What Data Can You Trust?
In our post Belief or Facts, we encourage discussion based on facts. But can we trust the data that we see? Is it accurate? Is it complete? Even when there is no intent to distort or deceive, data can be misleading due to the complexities of gathering and interpreting it. Analysis by Deloitte found that more than two-thirds of survey respondents stated that the third-party data about them was only 0 to 50 percent correct. The COVID-19 pandemic has also exposed challenges collecting and analyzing data. Are increases in cases due to improved testing availability? Are deaths classified based on positive tests or symptoms? Is measuring excess deaths a better measure of the pandemic’s impact?
One of the data sources we use, sentiment analysis, is a valuable tool, but it requires a rigorous methodology to produce meaningful results:
- Sources must be selected to ensure balanced results. Twitter generates a huge amount of data, but 80 percent of tweets come from 10 percent of users, i.e. about 2 percent of the population, potentially drowning out other opinions. To counter these effects, we curate a broad range of sources beyond the obvious Social Media to ensure that we maximize the number of individual posters sampled, and we normalize results to balance data volumes.
- The commonly used sentiment analysis algorithms perform reasonably well at figuring out whether a piece of text is generally positive or negative. However, they fail to accurately link the sentiment expressed to a specific topic. If you have a bunch of comments that are guaranteed to be about exactly the same thing, that’s not so bad, but in the real world, people often touch on multiple topics in the same sentence.

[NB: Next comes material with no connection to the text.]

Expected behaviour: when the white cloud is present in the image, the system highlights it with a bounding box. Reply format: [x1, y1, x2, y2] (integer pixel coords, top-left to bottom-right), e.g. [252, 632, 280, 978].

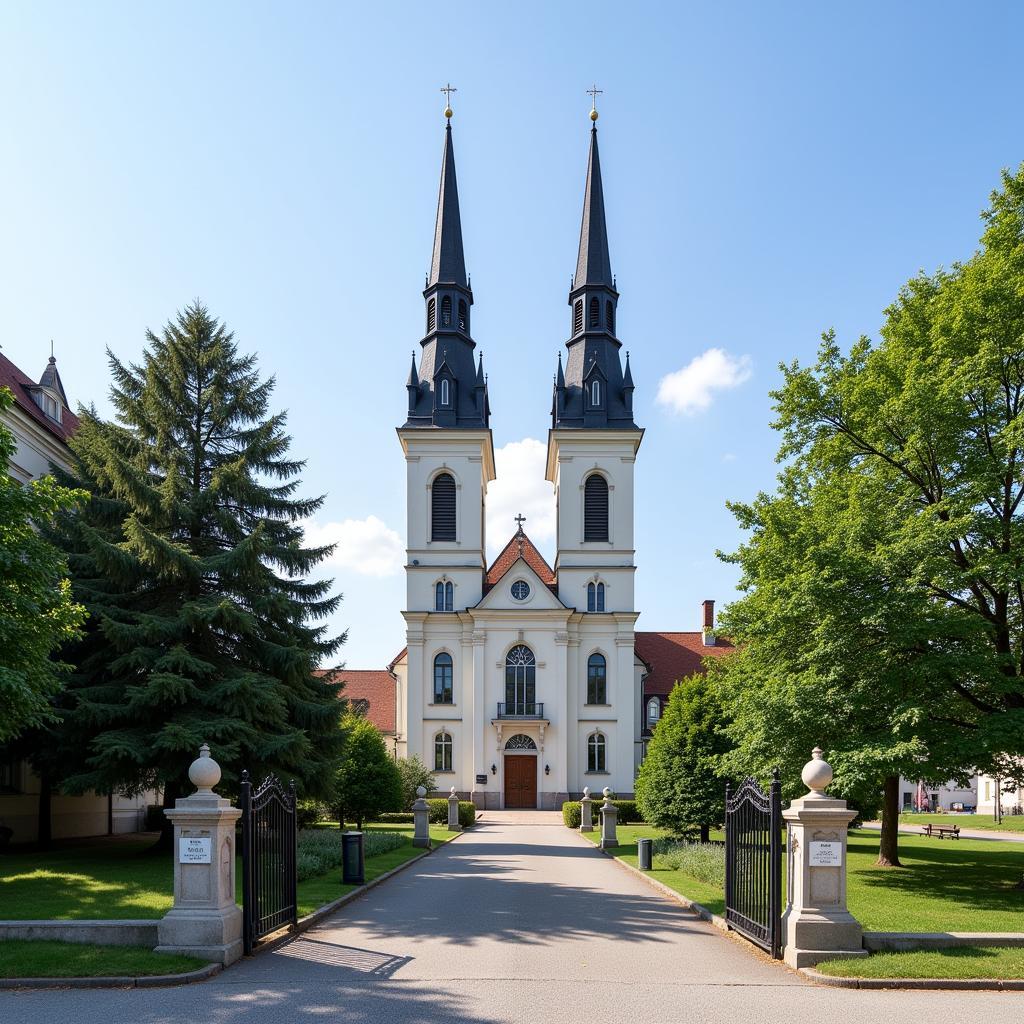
[305, 515, 406, 577]
[657, 348, 754, 416]
[487, 437, 555, 558]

Unless sentiment analysis can assign sentiment to the correct topic, it produces a meaningless data soup. The proprietary technology we use can accurately analyze tens of thousands of inter-related topics.
- Even if the sentiment analysis of text is accurate, the results must be interpreted with care. The Harvard Business Review found that online reviews tend to over-represent extreme views. We counter this problem by sampling widely. For example, posts on a political candidate’s Facebook page attract passionate supporters and visceral haters, but related discussion elsewhere about news items and policies can provide more nuanced views. Similarly, we don’t rely on absolute values for opinions: trends are more reliable indicators, and we further validate data by comparing with other surveys.
Data analysis in a complex world will never be perfect, and there are people deliberately trying to deceive. The more we question the data behind the facts we are fed, the closer to the truth we will get.